La gobernanza de lo desconocido

Por: Róger Cortés Hurtado *
Si en los centros mundiales la crisis ha sacudido las certezas inexpugnables, en Bolivia ha sido el trastrocamiento de las estructuras jerárquicas.
¿Qué privilegio ha perdido el poder? La prerrogativa de no tener que aprender y dedicarse simplemente a mandar. ¿Y cuál ha perdido el saber? Aquella seguridad que le permitía prescindir de toda exigencia de legitimación; ahora es más visible su inexactitud social. La cita, igual que todas las que siguen, es de Daniel Innerarity (El retorno de la incertidumbre. volemipodem.word-press.com/), quien no razona en estos términos después de haber analizado la situación política de Bolivia, sino al examinar lo que nos está dejando la progresión de la crisis financiera mundial. Para este joven filósofo vasco, la principal víctima del cataclismo económico es la certeza, que simplemente ha sucumbido. Si su percepción suena tan próxima a nuestra realidad, se debe a que pese a estar envueltos por un atronador murmullo de afirmaciones categóricas, todas ellas están preñadas de interrogantes, más angustiadas, cuanto más aparentan inalterable convicción.
Eso sucede en todos lados. La sociedad del conocimiento ha efectuado una radical transformación de la idea de saber, hasta el punto de que (..) es (..) cada vez más consciente de su no-saber y que progresa, (..) aprendiendo a gestionar el desconocimiento en sus diversas manifestaciones: inseguridad, riesgo(..) incertidumbre. Si en los centros mundiales la crisis ha sacudido y desnudado las certezas inexpugnables, en Bolivia ha sido el trastrocamiento de las estructuras jerárquicas y de los roles conocidos y aceptados de ejercicio del poder, que ha puesto a tambalear las convicciones más arraigadas y dadas por obvias. Pero como resulta tan embarazoso reconocerlo, se suele preferir disimular y simplificar. Bien vistas las cosas, esa actitud tampoco es nada exclusiva y viene a ser el reflejo más universal frente a la extensión de las preguntas y las dudas.
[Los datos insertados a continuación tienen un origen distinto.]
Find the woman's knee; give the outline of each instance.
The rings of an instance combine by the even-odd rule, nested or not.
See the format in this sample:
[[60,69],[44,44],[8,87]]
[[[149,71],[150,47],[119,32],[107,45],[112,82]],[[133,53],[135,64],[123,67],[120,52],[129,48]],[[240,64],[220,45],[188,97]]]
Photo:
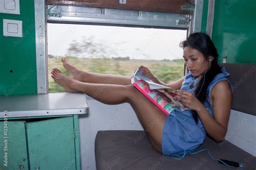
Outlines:
[[127,94],[127,102],[131,103],[136,98],[136,96],[138,97],[138,93],[139,93],[139,91],[132,84],[127,85],[125,87]]

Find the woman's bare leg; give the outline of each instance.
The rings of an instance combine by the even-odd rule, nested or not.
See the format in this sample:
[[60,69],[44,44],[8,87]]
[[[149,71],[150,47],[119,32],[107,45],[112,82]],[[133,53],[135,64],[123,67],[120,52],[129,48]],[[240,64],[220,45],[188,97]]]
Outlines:
[[65,58],[62,58],[61,60],[63,66],[72,74],[72,77],[79,81],[90,83],[131,84],[130,77],[83,72],[70,64]]
[[85,93],[103,103],[130,103],[152,145],[161,153],[162,133],[166,116],[132,85],[88,83],[69,77],[60,72],[53,71],[52,74],[54,80],[65,88]]

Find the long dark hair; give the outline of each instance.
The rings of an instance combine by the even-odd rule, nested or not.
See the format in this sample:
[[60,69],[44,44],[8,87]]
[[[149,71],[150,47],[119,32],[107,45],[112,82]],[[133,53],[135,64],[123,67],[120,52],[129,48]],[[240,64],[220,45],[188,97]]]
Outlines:
[[[201,32],[190,34],[185,41],[180,42],[180,47],[183,47],[183,49],[186,47],[189,47],[197,49],[203,54],[206,61],[209,60],[209,57],[213,58],[211,62],[211,66],[204,75],[204,83],[203,83],[204,77],[203,77],[194,93],[195,96],[204,104],[207,97],[206,92],[208,86],[216,75],[221,73],[220,67],[218,64],[219,54],[218,54],[217,49],[209,36]],[[198,114],[195,110],[192,110],[191,114],[196,123],[198,124]]]

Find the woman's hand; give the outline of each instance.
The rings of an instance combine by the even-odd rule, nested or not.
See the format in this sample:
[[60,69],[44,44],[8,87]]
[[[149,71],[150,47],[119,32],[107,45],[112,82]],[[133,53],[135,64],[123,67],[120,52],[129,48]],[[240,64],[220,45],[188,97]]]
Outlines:
[[139,69],[142,69],[141,73],[142,75],[144,75],[150,78],[156,83],[160,84],[160,82],[158,79],[157,79],[157,76],[153,75],[147,67],[143,66],[140,66],[139,67]]
[[183,104],[188,109],[197,111],[197,109],[203,105],[198,99],[190,92],[179,90],[174,91],[173,93],[179,96],[175,96],[174,99]]

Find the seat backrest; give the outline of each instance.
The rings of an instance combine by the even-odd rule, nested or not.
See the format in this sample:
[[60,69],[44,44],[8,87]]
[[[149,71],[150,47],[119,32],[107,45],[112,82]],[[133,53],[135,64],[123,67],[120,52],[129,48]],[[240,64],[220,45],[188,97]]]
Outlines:
[[256,116],[256,64],[220,63],[230,74],[233,85],[232,109]]

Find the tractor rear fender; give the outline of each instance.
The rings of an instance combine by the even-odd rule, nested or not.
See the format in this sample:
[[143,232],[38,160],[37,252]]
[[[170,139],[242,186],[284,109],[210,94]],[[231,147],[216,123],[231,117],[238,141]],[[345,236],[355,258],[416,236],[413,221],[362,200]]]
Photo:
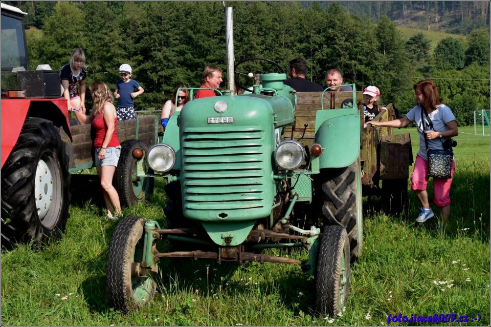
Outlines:
[[318,110],[315,118],[315,142],[324,149],[320,168],[347,167],[358,158],[361,137],[357,109]]
[[17,142],[28,117],[51,121],[61,127],[71,141],[66,100],[60,99],[2,99],[1,166],[3,166]]

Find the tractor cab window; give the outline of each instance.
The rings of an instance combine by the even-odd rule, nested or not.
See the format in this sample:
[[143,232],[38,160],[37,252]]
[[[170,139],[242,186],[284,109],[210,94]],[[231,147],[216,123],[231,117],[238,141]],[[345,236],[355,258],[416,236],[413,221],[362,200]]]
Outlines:
[[11,71],[12,68],[24,67],[26,70],[27,58],[22,21],[1,15],[1,70]]

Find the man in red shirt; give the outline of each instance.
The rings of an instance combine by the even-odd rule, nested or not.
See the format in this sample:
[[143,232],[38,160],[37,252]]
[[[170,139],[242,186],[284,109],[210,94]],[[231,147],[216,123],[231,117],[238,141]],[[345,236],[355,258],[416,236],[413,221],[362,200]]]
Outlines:
[[[223,81],[221,79],[221,69],[216,66],[207,66],[203,72],[203,79],[200,87],[205,89],[218,89],[220,83]],[[213,90],[199,90],[196,93],[194,99],[215,97]]]

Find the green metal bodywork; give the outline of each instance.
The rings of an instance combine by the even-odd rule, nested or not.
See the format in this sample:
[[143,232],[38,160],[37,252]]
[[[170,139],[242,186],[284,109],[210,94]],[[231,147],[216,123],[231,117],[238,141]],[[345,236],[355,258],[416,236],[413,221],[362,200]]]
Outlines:
[[353,109],[318,110],[315,142],[322,146],[321,168],[349,166],[360,151],[359,112]]

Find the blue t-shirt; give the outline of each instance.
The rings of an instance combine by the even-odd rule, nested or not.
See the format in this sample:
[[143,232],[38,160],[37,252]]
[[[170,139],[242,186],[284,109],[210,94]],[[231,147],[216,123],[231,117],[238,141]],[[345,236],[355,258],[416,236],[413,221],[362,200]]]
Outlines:
[[[426,144],[425,142],[425,131],[434,130],[437,132],[444,132],[448,130],[448,127],[445,125],[449,122],[455,120],[455,116],[452,112],[450,108],[444,104],[439,104],[436,106],[436,109],[433,110],[428,115],[432,124],[433,124],[433,129],[430,127],[430,124],[427,121],[426,115],[423,113],[423,118],[424,121],[421,121],[421,110],[424,110],[420,105],[418,104],[409,110],[406,117],[411,122],[416,123],[418,132],[419,133],[419,151],[418,154],[420,155],[425,160],[428,160],[426,155]],[[432,140],[428,140],[428,149],[436,150],[442,150],[443,147],[442,142],[445,142],[447,139],[445,137],[437,137]]]
[[140,84],[134,79],[130,79],[126,83],[120,79],[116,83],[116,89],[119,90],[119,99],[118,99],[118,107],[124,108],[133,106],[133,98],[131,93],[138,91]]

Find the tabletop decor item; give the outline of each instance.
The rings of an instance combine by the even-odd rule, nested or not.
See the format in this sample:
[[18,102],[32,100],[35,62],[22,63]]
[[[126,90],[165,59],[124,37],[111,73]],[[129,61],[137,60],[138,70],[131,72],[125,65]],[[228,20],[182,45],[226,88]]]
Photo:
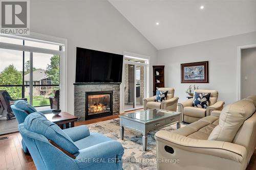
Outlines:
[[181,64],[181,83],[208,83],[208,61]]
[[193,97],[194,95],[194,92],[195,90],[196,89],[199,89],[199,86],[197,86],[197,87],[196,87],[196,85],[194,85],[193,87],[191,85],[189,85],[189,87],[188,87],[188,88],[185,91],[186,93],[187,93],[188,95],[189,95],[190,96]]
[[60,109],[55,109],[52,110],[52,113],[58,115],[61,112],[61,110]]

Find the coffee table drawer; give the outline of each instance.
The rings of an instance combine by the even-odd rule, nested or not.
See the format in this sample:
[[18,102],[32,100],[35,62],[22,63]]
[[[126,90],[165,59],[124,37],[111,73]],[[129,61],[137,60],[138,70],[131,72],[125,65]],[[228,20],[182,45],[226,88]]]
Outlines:
[[166,124],[171,124],[171,123],[179,121],[180,116],[180,115],[179,115],[178,116],[175,116],[175,117],[173,117],[166,118],[165,119],[165,121],[166,122]]
[[165,125],[165,120],[162,120],[149,124],[147,127],[148,129],[154,129],[164,125]]

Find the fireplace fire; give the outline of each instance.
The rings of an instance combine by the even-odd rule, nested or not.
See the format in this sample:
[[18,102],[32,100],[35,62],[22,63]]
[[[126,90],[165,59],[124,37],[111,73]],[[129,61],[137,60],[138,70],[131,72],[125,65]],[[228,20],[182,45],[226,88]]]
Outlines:
[[112,91],[86,93],[86,120],[112,114]]
[[106,106],[102,103],[95,103],[90,106],[88,109],[90,113],[104,112],[106,111]]

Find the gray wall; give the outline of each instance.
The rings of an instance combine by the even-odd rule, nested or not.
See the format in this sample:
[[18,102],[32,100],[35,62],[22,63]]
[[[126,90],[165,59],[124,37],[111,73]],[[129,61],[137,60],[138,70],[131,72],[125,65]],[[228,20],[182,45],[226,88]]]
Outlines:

No en vano, dice este profesor de la universidad de Zaragoza: Las confrontaciones políticas más importantes son valoraciones distintas del no-saber o de la inseguridad del saber, tal como lo hemos apreciado en el largo debate sobre una nueva Constitución y la reforma estatal, donde se ha disputado intensamente sobre quiénes son los auténticos portadores y representantes del conocimiento, como punto clave de la acumulación de fuerzas y de la legitimación de los contrapuestos proyectos de poder.
Pasa, más o menos, lo mismo cuando se comparan modelos para conjurar los conflictos económicos o descubrir la ruta que conduce a “vivir bien”, donde disputan tener la última palabra quienes se asumen como los únicos y verdaderos “técnicos”, impolutos de contenido o inclinaciones políticas e ideológicas. De ahí, que problemas tan disímiles como los que ocupan nuestra atención y la de los habitantes de los países del Grupo 7 (G7) se anudan y confunden, recordándonos que: (..) cuando se trata de pensar las relaciones entre saber y poder, conviene tener en cuenta que ni uno sabe tanto ni otro puede tanto. El problema ya no (es) cómo compaginar un saber seguro con un poder soberano, sino cómo articularlos para compensar las debilidades de uno y de otro. La ansiedad que nos produce transitar por caminos desconocidos, probablemente no desaparecerá, pero lucirá menos amenazante si tenemos en cuenta que lo que intenta dilucidarse en el nuevo campo de batalla social no sólo cuenta la disputa de excedente y poder político, sino quién sabe y quién no, cómo se reconoce o impugna el saber y el no saber.